Gustavo smoothed his tie.
“Who is talking about lost jobs?” Frida said. She gave Gustavo a threatening look, as if he’d raised the idea. Gustavo threw up his hands. He took a step back.
“Your position is safe,” he said.
“For how long, really?” Lillian said. Gustavo smiled. He blushed. “Considering how much I do here, Gustavo. Considering I do most of your job, give me a number.” Lillian’s voice turned sharp. “How many days or is it weeks or is it months, how long is safe, how long is paid, how long is this place my home if I don’t show up? How long will the paychecks come?”
Gustavo started to speak. Lillian actually reached out and put a hand over his mouth.
“Don’t say it,” she said. “I know you, Gustavo. I know you well. A date. Something real. Until when will you pay me for a job undone?”
“Lillian,” Frida said, but she wasn’t sure why.

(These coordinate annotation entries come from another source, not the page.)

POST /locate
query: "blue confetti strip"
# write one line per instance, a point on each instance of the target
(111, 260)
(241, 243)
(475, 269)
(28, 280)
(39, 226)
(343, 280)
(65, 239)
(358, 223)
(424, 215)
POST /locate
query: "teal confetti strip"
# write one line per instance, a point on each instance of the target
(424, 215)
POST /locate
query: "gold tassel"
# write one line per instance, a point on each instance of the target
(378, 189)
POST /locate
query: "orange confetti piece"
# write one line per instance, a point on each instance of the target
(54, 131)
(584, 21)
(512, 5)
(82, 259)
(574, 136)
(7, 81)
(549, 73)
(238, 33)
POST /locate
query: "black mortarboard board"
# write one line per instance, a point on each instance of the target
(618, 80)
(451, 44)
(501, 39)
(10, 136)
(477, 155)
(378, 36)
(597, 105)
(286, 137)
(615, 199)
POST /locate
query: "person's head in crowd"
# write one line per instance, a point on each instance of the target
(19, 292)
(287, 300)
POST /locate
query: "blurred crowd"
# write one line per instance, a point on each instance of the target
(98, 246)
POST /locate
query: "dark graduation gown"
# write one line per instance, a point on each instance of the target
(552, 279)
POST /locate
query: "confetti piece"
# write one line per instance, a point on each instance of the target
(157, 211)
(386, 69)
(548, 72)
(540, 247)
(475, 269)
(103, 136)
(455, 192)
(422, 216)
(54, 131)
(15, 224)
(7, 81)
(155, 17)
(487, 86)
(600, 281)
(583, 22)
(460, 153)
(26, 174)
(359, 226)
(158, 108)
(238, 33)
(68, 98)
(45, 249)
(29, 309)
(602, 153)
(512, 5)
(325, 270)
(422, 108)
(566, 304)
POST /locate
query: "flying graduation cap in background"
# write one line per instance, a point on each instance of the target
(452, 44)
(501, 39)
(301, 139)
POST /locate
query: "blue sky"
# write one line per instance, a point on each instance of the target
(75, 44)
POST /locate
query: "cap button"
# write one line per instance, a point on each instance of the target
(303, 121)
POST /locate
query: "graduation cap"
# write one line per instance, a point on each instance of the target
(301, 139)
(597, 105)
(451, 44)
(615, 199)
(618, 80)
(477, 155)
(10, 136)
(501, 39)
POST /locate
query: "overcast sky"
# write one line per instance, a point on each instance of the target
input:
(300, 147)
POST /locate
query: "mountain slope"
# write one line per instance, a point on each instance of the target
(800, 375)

The hand came down. Gustavo buttoned his jacket, he straightened his cuffs. Today he was the one with tears in his eyes.
“Honesty is all I have left,” Lillian said.
“You have more than that,” Gustavo said. “The lawyer—how was Tello? Do your best, I told him. Send me a bill.”
“Is there a date?” Frida said. “Tell her if there’s a limit.”
Gustavo, who could not look at Lillian, hissed at Frida through
clenched teeth. “You know who’s coming,” he said. “There’s no time for this.” Only then did Lillian notice his good shoes, his good cuff links: Gustavo dressed to the nines. “They can’t walk in and find a scene.”
“Then tell her,” Frida said.
“I’m telling you, not Lillian. Go to your desk and look busy. Right now all our jobs are on the line.”
“Tell her she’s safe forever,” Frida said. “Tell her you’ll pay her forever.”
Gustavo looked at them both, his jaw tight.
“No one gets paid forever,” Gustavo yelled, and then he smiled a beautiful smile that went right through them. It was meant for the venerable, the powerful, Judge Ocampo and his wife. They were as important a pair of clients as one could wish for. To insure even the scraps from their table would keep a man afloat.
“You asked about the lawyer,” Lillian said, as Gustavo greeted his clients. “You asked about Tello.”
Gustavo was the picture of calm but for what was left of his blush. He said, “Excuse me for a moment,” to his clients and turned to Lillian.
“Tello,” she said. “Your lawyer was useless. He offered no help at all.”
“I’d wondered,” Gustavo said, getting back to his welcome, the matter dealt with.
The judge, who was not deaf, couldn’t resist.
“It wouldn’t be the first instance,” he said to Lillian. “Useless lawyers I see by the bucketful. Enough to fill the whole of Río de la Plata so that we could walk over them to the other side.”
Gustavo laughed too loudly. The judge’s wife laughed just the right amount. Lillian and Frida pursed lips and tilted their heads in the woman’s direction. The men followed suit.
Celia Ocampo then asked, “And what happens to the most useless of the lot?” Her husband smiled and kissed her on the cheek—yes, a family routine, a set question. After the pause, he chucked Gustavo’s chin and answered. “Those are the ones who are chosen to judge.”
All laughed, Lillian too. The color began to even out in Gustavo’s cheeks, and the meeting continued in his office. Lillian and Frida sat outside at their desks. Framed through Gustavo’s doorway and on
display for the clients, it looked like just the kind of boutique business to do delicate work for a judge.